What you have to offer could be as simple as information he would be interested in, a deal he could benefit from, or a donation of time to a cause he’s passionate about. Also, don’t take the skills you have for granted. Maybe you have technical abilities that he could benefit from.
Again it’s about relationship building and most people are naturally inclined to reciprocate, so always lead with giving first. Once you’ve established a relationship, don’t stop there. Make sure that you go out of your way to express your appreciation.
Finally, schedule time to periodically keep your mentor up to date on your progress. Tell him how his guidance has helped. A mentor’s ultimate reward is watching a mentee grow and achieve his own success. Keep nurturing the relationship and you will be rewarded with a long-lasting mentorship for many years to come.

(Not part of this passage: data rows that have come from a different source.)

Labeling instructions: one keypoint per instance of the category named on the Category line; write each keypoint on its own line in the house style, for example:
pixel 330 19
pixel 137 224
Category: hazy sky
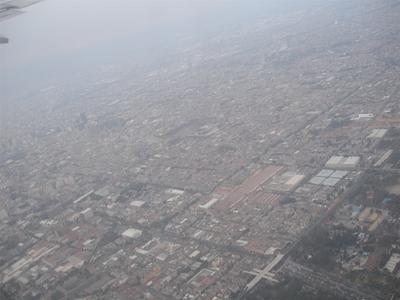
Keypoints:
pixel 56 38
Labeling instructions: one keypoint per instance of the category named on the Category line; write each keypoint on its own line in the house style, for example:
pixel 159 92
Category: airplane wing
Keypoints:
pixel 10 9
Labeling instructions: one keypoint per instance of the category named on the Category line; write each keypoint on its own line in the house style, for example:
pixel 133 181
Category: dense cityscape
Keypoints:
pixel 263 164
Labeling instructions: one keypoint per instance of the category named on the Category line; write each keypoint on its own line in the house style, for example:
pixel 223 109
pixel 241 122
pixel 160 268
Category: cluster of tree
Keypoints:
pixel 291 289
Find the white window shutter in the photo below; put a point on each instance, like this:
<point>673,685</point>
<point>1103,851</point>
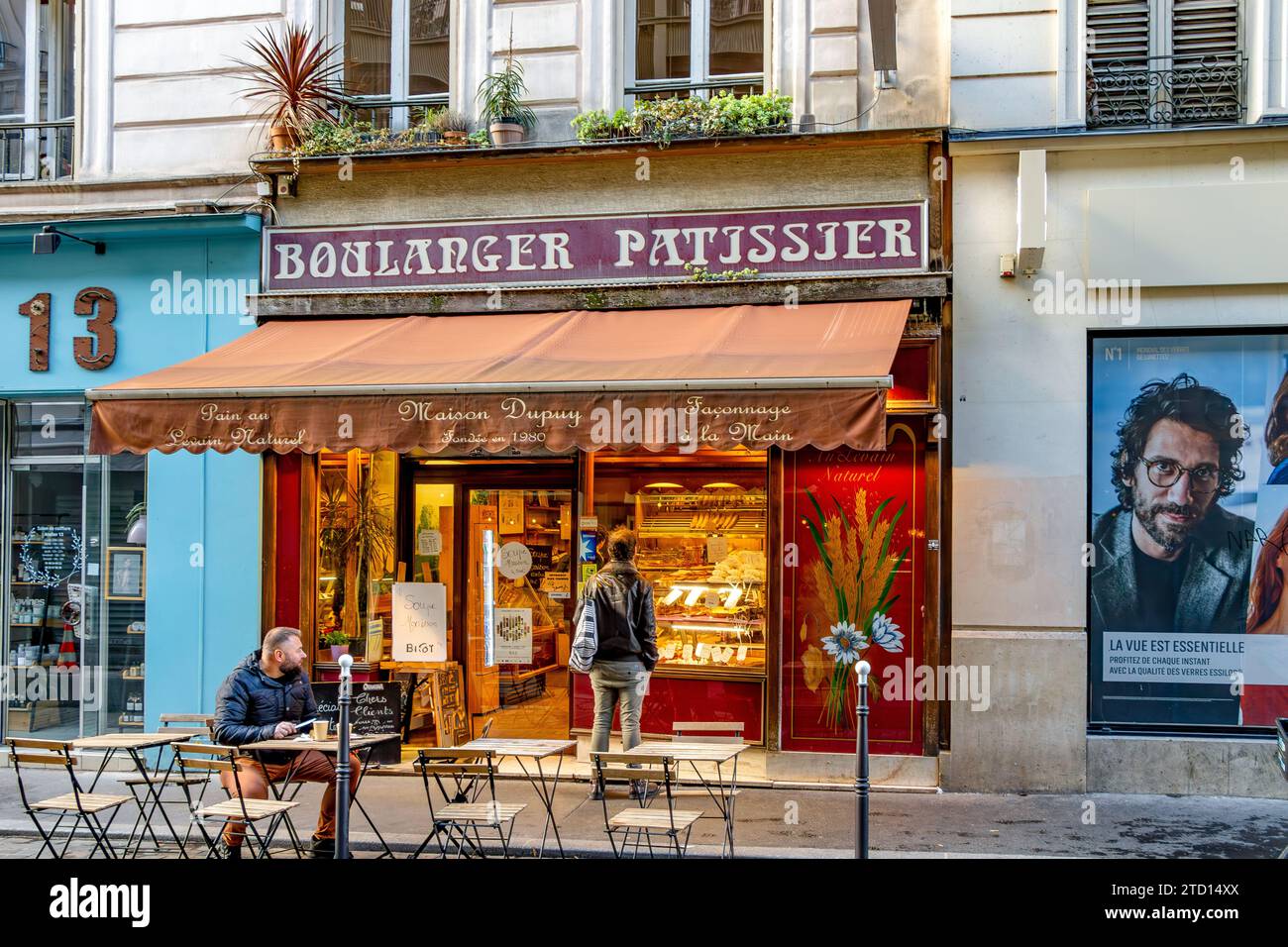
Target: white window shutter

6. Hire a Coach, or Join a Mastermind
If you’ve tried all the above and are still coming up empty-handed, then consider hiring a coach or high-level mastermind. While I used to mentor people for free, I realized that sometimes when people don’t have “skin” or “money” in the game, they may not be as motivated.
That’s why I offer private coaching for those seeking financial freedom. It’s certainly not cheap, but my time is super valuable. For those who can’t afford to work with me one-on-one, I also offer a group coaching/mastermind – Financial Freedom Pass. It’s a way to get access to me every week, find an accountability partner, update your money mindset, etc.
Building wealth is a long game. So, prepare yourself accordingly. You will likely have different or multiple mentors along your journey if you’re focused and persistent.
And, as you begin to get the results you desire, always remember to pay it forward. Perhaps one day you can also become a coach as a way to create supplemental income and to create a positive impact on someone else’s financial future.
We can’t take our money when we pass on, but we can leave a legacy of knowledge and good financial intentions.
Readers, do you have any money mentors or coaches currently? Why, or why not?